US Secretary of State Mike Pompeo also on the same day leveled similar accusations against China.

Responding to the allegations, a spokesperson for China’s UN mission in New York denounced as “sheer fabrication” the remarks by DeVos and Pompeo.

“Some US politicians lie and cheat as a habit,” the spokesperson said in a statement on Friday. “They maliciously create political confrontation and undermine multilateral cooperation. The United States, going against the trend of the times, is becoming the biggest destroyer of the existing international order and trying all means to take the world back to the ‘jungle age.’”

The United Nations Population Fund (UNFPA), for its part, said it regretted the accusations by the two US officials and stressed that any coercion of women was “against our practice and policy.”

“We accord the highest priority to voluntary sexual and reproductive health, rights, and procedures,” UNFPA Executive Director Natalia Kanem said. “We have invited reviews of, in the case of UNFPA, our practice and procedures in the country of China, and for the past four years, the United States has not visited our programs.”

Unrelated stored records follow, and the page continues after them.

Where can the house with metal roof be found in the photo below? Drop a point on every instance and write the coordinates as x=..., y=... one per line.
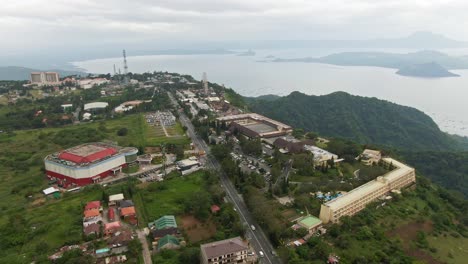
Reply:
x=311, y=223
x=233, y=250
x=168, y=242
x=164, y=222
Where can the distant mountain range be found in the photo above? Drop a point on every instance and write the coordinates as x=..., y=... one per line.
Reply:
x=362, y=119
x=422, y=63
x=418, y=40
x=427, y=70
x=14, y=73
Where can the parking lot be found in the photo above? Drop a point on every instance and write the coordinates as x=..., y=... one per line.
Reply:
x=250, y=164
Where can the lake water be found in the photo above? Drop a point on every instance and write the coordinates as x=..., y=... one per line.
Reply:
x=444, y=99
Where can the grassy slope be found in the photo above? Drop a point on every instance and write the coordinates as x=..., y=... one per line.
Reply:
x=164, y=198
x=366, y=120
x=57, y=221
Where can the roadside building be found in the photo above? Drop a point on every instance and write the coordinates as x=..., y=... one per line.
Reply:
x=164, y=222
x=126, y=203
x=159, y=233
x=115, y=199
x=111, y=228
x=50, y=190
x=87, y=163
x=357, y=199
x=45, y=78
x=115, y=259
x=370, y=156
x=168, y=242
x=129, y=214
x=291, y=145
x=92, y=229
x=321, y=156
x=215, y=208
x=111, y=214
x=311, y=223
x=233, y=250
x=93, y=205
x=255, y=126
x=91, y=213
x=145, y=159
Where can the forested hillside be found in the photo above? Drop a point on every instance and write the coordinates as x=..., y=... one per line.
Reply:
x=448, y=169
x=362, y=119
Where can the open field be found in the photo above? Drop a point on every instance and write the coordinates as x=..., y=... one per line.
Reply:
x=197, y=230
x=155, y=136
x=162, y=198
x=450, y=249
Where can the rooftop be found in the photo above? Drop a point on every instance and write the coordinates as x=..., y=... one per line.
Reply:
x=166, y=221
x=127, y=211
x=116, y=197
x=87, y=154
x=166, y=240
x=223, y=247
x=371, y=186
x=112, y=225
x=260, y=128
x=309, y=222
x=93, y=205
x=91, y=213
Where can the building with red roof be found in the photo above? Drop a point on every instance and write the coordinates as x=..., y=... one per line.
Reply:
x=215, y=208
x=91, y=213
x=87, y=163
x=127, y=211
x=93, y=205
x=112, y=227
x=111, y=214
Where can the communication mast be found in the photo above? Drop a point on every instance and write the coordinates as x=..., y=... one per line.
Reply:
x=125, y=68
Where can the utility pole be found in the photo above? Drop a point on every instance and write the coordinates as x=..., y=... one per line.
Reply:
x=125, y=68
x=163, y=147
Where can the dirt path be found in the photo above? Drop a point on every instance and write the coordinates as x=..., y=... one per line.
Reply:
x=144, y=243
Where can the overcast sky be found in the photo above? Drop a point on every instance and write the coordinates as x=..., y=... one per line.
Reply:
x=51, y=24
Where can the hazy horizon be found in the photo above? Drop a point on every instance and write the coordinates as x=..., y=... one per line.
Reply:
x=56, y=31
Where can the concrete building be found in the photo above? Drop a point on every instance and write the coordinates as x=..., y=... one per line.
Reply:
x=320, y=155
x=87, y=163
x=370, y=156
x=357, y=199
x=45, y=78
x=90, y=83
x=311, y=223
x=233, y=250
x=255, y=126
x=95, y=105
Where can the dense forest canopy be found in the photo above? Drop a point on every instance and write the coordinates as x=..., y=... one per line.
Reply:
x=365, y=120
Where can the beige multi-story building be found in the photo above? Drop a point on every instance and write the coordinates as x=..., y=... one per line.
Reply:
x=233, y=250
x=45, y=78
x=357, y=199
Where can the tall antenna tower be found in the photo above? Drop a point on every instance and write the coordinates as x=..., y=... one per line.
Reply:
x=125, y=68
x=205, y=83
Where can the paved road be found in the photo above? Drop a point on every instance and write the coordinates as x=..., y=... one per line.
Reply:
x=258, y=239
x=144, y=243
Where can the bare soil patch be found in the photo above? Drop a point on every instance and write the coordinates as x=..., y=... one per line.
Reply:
x=408, y=233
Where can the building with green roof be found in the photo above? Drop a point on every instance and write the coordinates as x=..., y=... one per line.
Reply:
x=310, y=223
x=168, y=242
x=164, y=222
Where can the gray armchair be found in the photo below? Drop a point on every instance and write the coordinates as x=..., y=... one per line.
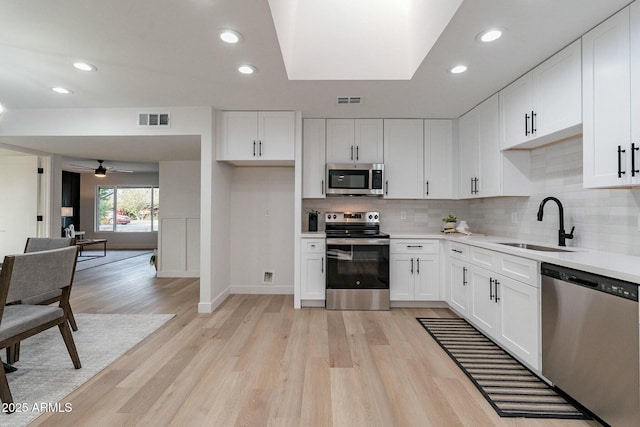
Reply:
x=24, y=276
x=35, y=244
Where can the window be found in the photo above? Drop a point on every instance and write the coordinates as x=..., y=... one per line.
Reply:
x=127, y=209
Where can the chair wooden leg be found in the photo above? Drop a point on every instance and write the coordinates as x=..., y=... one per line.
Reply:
x=5, y=392
x=70, y=318
x=13, y=353
x=71, y=345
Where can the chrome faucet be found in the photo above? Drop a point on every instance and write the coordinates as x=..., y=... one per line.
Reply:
x=561, y=234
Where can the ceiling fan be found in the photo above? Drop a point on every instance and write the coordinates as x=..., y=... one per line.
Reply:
x=101, y=170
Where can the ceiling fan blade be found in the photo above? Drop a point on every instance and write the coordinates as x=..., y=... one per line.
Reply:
x=80, y=167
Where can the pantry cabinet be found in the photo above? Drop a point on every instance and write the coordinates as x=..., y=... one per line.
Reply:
x=484, y=170
x=257, y=137
x=414, y=270
x=545, y=104
x=313, y=269
x=313, y=158
x=611, y=101
x=354, y=141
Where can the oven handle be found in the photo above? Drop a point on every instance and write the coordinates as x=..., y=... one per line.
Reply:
x=358, y=242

The administration of US President Donald Trump cut funding in 2017 for UNFPA, claiming that the agency “supports... a program of coercive abortion or involuntary sterilization.” The United Nations said that was an inaccurate perception.

In June, Trump signed legislation into law that allows for sanctions against Chinese officials over what it claimed to be the “arbitrary detention, torture and harassment” of the Uighur Muslim community in the western Xinjiang region.

The ethnic minority of Uighurs — which makes up about 45 percent of the population in Xinjiang — has long accused the government in Beijing of cultural, religious, and economic discrimination.

China rejects the accusation and, in turn, accuses what it describes as exiled separatist groups of planning attacks in resource-rich Xinjiang, which is strategically located on the borders of Central Asia.

Diplomatic relations between Washington and Beijing have dropped to the lowest level in decades since Trump came to power.

The US and China are at loggerheads over a host of issues, including trade, a new security law introduced in Hong Kong, the origins and handling of the coronavirus pandemic, Taiwan, and the disputed South China Sea.